Details like this in fine print:

In the year 2041, Dukies must come up with $192,665,000 to pay back money borrowed in 2005.

In the year 2044, Dukies must come up with $220,560,000 to pay back money borrowed in 2006.

It goes on, year after year after year, the legacy of this generation to future Dukies.

There is a silver lining in those debt numbers. Duke was headed toward borrowing hundreds of millions more to finance the new Central Campus; that idea has been buried, I thought, or has it been? Dean Nowicki has been discussing a new dormitory, an element of Keohane Quadrangle, without revealing where the money is coming from. Translation: borrow, borrow and pay the carrying charges with room rent. No Steve, no.

Friends, when you hear they are going to borrow, shout NO.

Finally this morning, let me say that I take great solace from the arrival of the new chair of the Trustees, Dan Blue. I concede that I was not initially optimistic about him, but my opinion has quickly changed.

Immediately he repudiated the Steel Rule that blacked out coverage of Trustee news. He alone has spoken clearly about the extent of our financial misery, using the words "dire financial strait."

Compare that, please, with the assessment of the out-going chair Bob Steel, who as campuses all over the nation burned with cutbacks, announced "good news" that Duke was a sunny isle in the tempest. Yes, those two words were his latest on the fiscal crisis at Duke. He rode off into the sunset leaving us to believe the "good news" that Duke was not effected like other universities.

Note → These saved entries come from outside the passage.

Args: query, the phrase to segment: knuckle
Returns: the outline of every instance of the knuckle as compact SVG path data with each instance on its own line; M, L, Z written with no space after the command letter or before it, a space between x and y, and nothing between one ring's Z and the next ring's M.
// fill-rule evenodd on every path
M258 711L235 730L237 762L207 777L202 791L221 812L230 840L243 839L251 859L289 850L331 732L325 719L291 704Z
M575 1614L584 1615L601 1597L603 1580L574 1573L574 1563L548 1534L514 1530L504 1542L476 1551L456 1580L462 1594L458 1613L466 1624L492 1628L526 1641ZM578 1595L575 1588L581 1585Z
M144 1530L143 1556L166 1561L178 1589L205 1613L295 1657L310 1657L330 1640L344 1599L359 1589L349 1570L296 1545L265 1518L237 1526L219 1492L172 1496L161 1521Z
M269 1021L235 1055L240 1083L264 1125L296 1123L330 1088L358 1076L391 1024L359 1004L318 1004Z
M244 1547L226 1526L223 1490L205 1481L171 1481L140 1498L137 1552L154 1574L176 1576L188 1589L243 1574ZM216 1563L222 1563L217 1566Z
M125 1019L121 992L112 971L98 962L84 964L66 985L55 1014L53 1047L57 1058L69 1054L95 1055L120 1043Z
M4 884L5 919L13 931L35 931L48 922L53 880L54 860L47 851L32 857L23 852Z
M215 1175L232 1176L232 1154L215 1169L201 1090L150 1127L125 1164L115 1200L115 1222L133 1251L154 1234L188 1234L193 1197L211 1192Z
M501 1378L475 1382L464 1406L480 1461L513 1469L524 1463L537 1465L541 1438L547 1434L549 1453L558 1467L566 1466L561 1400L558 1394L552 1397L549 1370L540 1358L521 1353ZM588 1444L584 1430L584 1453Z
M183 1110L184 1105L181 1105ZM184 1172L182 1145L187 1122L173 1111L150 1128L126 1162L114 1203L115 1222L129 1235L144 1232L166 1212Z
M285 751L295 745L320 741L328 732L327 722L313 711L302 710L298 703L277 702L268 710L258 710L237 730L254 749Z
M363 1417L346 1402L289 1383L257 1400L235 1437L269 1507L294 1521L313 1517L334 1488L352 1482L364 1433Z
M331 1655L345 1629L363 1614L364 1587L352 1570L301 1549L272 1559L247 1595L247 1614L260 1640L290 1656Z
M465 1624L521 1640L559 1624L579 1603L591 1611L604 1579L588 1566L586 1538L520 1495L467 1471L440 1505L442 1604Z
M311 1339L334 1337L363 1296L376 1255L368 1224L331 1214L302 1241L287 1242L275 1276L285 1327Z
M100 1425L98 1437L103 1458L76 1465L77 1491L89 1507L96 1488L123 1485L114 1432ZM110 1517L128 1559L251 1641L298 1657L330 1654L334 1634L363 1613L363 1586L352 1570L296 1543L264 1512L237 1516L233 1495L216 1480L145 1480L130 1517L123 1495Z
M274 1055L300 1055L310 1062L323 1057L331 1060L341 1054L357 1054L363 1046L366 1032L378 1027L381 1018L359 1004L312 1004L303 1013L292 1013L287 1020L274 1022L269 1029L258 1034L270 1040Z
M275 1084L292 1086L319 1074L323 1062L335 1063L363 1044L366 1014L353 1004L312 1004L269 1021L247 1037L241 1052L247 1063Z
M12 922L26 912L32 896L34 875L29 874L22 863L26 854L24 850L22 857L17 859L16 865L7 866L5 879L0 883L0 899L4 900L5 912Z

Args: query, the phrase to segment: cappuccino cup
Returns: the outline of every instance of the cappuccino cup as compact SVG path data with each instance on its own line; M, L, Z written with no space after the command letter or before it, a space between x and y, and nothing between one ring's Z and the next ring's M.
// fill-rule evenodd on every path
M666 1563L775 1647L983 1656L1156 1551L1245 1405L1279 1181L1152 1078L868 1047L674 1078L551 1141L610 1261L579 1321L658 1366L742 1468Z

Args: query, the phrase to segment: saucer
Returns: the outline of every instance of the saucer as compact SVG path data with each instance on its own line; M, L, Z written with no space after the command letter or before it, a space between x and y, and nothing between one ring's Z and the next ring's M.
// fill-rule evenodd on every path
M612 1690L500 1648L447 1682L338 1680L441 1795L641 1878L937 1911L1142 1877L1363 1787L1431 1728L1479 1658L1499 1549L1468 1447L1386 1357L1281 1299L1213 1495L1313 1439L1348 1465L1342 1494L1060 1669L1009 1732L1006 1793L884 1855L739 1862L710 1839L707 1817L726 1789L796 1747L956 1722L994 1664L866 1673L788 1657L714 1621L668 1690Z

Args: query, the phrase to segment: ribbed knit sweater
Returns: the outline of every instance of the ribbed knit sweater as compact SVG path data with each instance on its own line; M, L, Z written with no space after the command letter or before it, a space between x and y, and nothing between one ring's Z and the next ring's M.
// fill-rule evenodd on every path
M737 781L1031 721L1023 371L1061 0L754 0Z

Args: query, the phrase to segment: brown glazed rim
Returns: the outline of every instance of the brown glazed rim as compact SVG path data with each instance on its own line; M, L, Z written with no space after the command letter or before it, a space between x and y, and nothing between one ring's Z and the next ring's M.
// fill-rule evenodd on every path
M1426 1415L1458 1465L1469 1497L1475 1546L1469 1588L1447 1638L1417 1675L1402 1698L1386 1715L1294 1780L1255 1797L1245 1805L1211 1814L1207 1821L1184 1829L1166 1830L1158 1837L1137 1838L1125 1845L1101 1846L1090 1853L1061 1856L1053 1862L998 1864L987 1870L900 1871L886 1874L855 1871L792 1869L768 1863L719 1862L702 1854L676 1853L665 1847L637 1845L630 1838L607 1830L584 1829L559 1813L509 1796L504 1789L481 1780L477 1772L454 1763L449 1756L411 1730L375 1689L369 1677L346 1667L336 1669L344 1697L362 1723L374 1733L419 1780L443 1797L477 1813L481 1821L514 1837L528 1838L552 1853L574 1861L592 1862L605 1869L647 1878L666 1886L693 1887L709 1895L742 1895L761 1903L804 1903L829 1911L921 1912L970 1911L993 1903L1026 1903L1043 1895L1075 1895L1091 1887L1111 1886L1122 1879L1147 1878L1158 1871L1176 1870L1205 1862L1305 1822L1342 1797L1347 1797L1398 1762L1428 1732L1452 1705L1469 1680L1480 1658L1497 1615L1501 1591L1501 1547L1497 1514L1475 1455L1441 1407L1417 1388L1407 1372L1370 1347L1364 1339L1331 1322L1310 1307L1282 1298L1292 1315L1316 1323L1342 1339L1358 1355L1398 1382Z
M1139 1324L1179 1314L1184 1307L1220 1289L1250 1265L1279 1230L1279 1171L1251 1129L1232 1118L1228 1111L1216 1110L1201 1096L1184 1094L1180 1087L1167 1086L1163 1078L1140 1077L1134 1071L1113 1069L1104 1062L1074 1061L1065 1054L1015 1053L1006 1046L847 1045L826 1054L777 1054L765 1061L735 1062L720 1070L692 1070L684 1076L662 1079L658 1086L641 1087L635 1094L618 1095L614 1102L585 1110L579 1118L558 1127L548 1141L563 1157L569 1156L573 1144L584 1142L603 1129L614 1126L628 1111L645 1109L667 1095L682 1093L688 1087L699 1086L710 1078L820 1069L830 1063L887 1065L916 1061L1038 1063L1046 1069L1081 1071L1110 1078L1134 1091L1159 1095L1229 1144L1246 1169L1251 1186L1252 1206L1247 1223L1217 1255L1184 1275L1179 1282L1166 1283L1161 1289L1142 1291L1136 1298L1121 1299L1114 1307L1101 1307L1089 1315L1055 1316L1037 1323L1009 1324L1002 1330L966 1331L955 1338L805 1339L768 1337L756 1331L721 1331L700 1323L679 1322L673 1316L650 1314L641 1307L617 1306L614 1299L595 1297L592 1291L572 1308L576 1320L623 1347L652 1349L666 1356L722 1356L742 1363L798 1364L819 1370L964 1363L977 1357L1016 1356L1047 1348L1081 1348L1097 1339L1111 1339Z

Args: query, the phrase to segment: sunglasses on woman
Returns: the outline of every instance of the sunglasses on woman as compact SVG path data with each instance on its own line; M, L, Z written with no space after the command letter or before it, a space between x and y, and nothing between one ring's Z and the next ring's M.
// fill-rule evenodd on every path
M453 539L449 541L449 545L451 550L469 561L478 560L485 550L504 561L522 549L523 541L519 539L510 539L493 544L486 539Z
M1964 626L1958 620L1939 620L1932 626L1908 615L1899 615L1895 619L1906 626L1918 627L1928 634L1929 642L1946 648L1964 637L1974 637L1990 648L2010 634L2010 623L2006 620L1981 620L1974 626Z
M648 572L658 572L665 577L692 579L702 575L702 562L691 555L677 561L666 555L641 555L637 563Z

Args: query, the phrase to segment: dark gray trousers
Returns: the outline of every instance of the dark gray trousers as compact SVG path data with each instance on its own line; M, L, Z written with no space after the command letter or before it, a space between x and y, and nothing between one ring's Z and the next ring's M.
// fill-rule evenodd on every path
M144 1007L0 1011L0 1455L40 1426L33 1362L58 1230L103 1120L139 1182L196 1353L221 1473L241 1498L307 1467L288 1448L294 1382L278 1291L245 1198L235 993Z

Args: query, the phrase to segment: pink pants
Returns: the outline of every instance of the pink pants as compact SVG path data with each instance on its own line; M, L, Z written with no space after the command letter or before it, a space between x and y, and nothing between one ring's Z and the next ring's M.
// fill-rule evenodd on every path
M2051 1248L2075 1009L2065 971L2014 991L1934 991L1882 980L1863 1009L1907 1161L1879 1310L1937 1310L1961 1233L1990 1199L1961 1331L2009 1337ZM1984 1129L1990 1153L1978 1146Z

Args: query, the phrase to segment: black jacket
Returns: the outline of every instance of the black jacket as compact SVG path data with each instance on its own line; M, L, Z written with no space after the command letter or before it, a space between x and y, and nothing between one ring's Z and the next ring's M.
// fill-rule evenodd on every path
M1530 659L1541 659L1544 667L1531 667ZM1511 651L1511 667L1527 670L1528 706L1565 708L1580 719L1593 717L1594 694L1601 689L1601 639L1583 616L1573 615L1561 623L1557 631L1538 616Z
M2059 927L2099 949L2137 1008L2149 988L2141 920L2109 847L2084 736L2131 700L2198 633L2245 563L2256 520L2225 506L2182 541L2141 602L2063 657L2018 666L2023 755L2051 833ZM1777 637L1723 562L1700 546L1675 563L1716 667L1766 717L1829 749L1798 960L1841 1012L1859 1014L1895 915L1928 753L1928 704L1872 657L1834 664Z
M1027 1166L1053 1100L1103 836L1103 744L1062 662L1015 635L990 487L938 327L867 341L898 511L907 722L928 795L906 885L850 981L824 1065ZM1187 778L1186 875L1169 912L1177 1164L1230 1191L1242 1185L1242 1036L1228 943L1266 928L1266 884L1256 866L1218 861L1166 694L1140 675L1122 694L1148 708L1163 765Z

President Brodhead seems at times not to grasp the seriousness of it all. During the tempest, he assured us Duke had a "strong financial foundation," and its investments were "stable and secure." His latest words scare me, for he has just written an essay buried on the website of Duke Magazine that seems to suggest all this is just another normal up and down cycle, that will routinely pass:

"What will the next twenty-five years bring? In spring 2009, the economic crisis looks to be the main thing that will shape the future university. But Duke, which was created on the eve of the Great Depression, has outlasted many a business cycle, and other changes may prove far more enduring."

√Thank you again for reading Fact Checker!!